As I've been working on NPH's ebook program, I have wondered many times about what we can do to best serve our ministers. Unlike many parts of the publishing world, the ebook side has less flexibility in how a publisher sells the content, as well as things like pricing. Here are some specific questions I have, and wonder if you have any feelings about these things.
1. Selling ebooks from NPH's own website seems unnecessary. Wouldn't a customer prefer to buy all their titles from a single distributor so a record of their library remains in one place? Is there any reason someone would want to buy an ebook directly from NPH?
2. If NPH sold ebooks from its own website it could potentially offer a bundle of the print book along with the ebook for a single price. How big a deal is this for consumers? It's currently nearly impossible to offer bundles outside the publisher's own website.

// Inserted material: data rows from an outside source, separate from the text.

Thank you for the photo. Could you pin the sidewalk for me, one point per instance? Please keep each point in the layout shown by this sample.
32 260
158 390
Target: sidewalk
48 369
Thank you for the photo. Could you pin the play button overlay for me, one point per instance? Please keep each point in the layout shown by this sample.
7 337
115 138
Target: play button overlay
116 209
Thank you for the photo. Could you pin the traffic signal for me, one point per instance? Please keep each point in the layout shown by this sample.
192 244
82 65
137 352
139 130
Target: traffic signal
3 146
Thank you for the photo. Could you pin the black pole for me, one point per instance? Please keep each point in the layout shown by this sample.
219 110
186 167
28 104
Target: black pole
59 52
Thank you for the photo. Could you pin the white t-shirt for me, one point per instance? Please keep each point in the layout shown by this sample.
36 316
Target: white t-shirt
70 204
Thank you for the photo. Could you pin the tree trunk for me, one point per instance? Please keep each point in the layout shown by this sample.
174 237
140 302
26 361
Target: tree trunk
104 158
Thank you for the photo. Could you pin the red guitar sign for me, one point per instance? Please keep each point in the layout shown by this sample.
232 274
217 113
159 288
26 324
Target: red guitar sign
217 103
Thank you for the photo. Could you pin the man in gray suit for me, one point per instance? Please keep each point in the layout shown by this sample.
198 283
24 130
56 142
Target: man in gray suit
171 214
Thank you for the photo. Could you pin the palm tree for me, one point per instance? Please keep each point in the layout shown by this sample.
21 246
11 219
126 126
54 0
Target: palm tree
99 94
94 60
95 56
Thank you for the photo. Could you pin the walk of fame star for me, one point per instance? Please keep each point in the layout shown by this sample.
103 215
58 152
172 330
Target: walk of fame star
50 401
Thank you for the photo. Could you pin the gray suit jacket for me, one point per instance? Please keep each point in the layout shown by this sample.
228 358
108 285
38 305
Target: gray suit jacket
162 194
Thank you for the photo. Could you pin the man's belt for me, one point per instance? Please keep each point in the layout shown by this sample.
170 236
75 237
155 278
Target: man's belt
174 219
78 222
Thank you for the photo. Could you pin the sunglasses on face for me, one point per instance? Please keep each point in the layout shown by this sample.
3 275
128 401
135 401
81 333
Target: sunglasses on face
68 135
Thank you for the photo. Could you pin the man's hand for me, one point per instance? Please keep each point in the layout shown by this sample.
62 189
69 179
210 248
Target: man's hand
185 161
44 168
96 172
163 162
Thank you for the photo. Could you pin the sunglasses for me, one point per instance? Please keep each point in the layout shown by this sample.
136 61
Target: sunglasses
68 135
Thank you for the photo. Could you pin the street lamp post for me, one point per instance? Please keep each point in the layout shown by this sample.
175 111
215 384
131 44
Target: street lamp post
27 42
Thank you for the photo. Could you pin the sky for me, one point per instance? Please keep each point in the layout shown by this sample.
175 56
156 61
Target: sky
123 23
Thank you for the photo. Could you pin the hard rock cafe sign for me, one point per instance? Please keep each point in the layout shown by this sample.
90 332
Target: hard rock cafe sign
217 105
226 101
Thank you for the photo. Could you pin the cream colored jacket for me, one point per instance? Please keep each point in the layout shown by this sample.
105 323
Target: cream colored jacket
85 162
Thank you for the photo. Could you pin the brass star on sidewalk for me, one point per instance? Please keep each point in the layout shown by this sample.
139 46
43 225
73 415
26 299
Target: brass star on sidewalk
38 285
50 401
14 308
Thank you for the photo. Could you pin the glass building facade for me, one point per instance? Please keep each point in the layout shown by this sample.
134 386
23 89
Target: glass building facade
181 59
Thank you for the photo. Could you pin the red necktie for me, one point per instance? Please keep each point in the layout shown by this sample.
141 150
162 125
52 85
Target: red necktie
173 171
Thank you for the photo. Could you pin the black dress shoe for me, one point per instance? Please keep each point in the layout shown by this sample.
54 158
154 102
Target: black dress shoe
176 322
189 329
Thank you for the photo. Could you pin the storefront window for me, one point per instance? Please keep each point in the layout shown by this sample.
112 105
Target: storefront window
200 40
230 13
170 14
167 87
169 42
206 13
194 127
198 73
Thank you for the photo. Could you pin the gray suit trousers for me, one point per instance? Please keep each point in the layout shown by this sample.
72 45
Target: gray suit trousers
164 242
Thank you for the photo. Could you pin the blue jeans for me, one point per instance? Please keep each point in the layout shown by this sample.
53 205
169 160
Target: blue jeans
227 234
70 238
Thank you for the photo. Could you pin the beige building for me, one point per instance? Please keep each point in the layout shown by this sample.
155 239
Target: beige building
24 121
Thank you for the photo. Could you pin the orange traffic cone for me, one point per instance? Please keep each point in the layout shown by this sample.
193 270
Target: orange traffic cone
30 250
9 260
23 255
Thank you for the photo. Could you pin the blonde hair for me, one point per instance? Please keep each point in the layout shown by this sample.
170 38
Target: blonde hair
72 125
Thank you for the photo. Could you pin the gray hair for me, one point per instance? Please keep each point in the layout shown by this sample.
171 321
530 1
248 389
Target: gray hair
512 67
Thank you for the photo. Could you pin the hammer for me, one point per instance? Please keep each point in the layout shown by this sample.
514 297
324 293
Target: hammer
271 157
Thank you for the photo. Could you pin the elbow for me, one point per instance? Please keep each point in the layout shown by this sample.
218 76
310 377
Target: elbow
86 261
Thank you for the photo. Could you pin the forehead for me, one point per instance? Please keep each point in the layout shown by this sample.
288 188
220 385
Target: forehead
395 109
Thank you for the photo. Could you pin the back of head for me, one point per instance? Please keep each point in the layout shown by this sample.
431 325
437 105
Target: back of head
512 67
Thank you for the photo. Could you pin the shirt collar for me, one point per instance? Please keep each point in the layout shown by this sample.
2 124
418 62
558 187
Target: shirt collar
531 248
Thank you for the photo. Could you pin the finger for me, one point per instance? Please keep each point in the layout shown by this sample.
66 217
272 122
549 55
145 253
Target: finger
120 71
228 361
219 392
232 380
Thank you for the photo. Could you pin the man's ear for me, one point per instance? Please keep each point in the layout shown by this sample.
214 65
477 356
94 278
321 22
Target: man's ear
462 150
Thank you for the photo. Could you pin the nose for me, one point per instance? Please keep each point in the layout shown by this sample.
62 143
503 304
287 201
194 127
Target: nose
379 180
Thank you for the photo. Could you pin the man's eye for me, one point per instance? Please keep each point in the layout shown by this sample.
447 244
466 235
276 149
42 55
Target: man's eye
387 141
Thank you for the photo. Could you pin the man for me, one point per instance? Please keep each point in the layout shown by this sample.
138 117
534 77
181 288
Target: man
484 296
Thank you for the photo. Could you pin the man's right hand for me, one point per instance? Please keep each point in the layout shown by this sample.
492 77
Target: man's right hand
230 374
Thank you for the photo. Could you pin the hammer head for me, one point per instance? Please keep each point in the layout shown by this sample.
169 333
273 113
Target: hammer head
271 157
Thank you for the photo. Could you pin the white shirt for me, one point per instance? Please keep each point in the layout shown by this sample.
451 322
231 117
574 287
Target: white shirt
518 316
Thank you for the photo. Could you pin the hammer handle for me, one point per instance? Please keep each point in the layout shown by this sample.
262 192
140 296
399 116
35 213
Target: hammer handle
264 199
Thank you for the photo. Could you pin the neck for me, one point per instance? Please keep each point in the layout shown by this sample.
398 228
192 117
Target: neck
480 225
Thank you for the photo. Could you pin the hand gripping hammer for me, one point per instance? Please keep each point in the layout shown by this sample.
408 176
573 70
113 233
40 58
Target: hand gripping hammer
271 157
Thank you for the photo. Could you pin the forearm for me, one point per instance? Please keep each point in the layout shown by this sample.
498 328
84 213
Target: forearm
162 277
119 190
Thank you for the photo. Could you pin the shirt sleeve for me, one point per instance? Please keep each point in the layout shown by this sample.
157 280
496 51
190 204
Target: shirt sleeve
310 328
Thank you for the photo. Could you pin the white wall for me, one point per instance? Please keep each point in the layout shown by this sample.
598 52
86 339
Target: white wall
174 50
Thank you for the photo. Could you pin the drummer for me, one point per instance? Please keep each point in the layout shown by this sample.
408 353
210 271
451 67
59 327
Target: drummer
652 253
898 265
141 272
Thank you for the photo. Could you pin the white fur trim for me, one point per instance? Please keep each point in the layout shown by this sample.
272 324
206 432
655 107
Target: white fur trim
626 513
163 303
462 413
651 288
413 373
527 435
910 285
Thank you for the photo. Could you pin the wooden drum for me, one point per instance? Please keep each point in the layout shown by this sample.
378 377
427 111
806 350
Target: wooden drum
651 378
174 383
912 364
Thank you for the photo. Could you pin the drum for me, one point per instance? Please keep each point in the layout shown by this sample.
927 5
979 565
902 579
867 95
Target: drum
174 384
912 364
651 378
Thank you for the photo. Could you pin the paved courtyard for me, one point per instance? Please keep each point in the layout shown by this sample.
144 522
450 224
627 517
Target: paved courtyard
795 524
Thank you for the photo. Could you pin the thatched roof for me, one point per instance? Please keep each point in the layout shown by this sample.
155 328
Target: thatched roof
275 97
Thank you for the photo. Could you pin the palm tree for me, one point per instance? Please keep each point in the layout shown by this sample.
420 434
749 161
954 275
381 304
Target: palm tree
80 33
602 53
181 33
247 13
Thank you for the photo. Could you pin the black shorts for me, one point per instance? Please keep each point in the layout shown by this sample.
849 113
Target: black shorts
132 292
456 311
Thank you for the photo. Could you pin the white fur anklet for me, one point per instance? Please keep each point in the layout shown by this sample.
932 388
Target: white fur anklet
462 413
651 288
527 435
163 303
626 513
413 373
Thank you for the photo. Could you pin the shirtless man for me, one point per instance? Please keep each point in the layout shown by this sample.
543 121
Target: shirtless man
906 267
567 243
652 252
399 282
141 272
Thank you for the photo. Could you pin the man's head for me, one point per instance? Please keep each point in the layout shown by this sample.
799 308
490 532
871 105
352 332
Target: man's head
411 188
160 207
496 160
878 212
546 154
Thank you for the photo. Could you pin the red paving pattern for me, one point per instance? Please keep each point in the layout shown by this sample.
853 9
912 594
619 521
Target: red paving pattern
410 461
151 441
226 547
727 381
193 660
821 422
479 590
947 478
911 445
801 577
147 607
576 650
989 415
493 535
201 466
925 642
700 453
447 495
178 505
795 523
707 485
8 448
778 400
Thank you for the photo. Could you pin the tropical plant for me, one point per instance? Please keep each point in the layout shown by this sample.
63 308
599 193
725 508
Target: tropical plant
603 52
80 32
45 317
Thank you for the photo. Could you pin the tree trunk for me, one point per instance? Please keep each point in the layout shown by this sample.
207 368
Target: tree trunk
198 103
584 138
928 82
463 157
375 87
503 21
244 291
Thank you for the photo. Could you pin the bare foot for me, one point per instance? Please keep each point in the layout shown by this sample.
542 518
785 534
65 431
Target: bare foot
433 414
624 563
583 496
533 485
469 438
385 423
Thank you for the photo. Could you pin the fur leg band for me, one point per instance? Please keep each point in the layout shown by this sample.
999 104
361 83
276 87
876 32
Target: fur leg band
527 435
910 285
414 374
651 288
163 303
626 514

3. Consumers are always opposed to DRM, and the goal for any publisher would be to get rid of it completely. But significant doubt about theft of the product in an already low-margin industry means it's here to stay--at least for the foreseeable future. Given this reality, how much have you grown to accept DRM as a necessary evil?
4. In the world of Christian products, do you think "social DRM" would be effective to prevent passing a title around (social DRM is basically a DRM-free product with an imprint in the header of every page saying something like, "This copyrighted product was sold to Bill Smith and is intended solely for his use.")?